Turning to food as your sole coping mechanism can turn into a destructive cycle. There are many triggers that can lead to this and the first step is becoming aware of what you’re doing so you can figure out what your triggers are. That’s why mindfulness is a big piece of what I teach my client’s. When we’re in these binges, we completely tune out and fall into a trance where we aren’t even cognizant. We eat the food quickly, barely chew and don’t even taste it.
The beautiful thing about becoming mindful, is you’ll start to notice that emotional eating has nothing to do with the food. You’ll realize there are all these underlying issues that aren’t being dealt with. All these emotions you’re pushing under the rug and not allowing yourself to feel. It’s truly a beautiful healing opportunity. So if Shepard’s Pie is one of your comfort foods, make this bison variation and eat it mindfully!
- 5 medium potatoes
- 1 tbsp organic, grass-fed butter
- 2 tbsp milk, broth or water
- Himalayan rock salt and black pepper
- 1lb ground bison
- 1/2 large sweet onion, diced
- 1/2 cup peas, frozen
- 1/2 cup corn, frozen
- 1 cup water or broth
- 2 tbsp tapioca flour
- 1 tsp himalayan rock salt
- Pepper to taste
- Preheat oven to 400 degrees Fahrenheit.

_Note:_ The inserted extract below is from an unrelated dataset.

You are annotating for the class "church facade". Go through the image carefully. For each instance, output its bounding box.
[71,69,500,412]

- Peel and cut the potatoes into cubes. You can peel them if you want but I didn’t. Steam until tender.
- Whip with butter, milk, salt and pepper until smooth. Set aside.
- Brown bison in skillet over medium heat. Add salt and pepper and stir to season evenly.
- Once the ground bison is browned and cooked through add onions, peas and corn to pan. Stir to mix.
- Add tapioca flour and water/broth to the pan and stir to combine. Continue stirring until mixture has thickened.
- Placed ground bison mixture into a 9×9 pan. Spread the mashed potatoes evenly over top of the bison mixture. Sprinkle with rosemary or sage and bake in the oven for 20 minutes.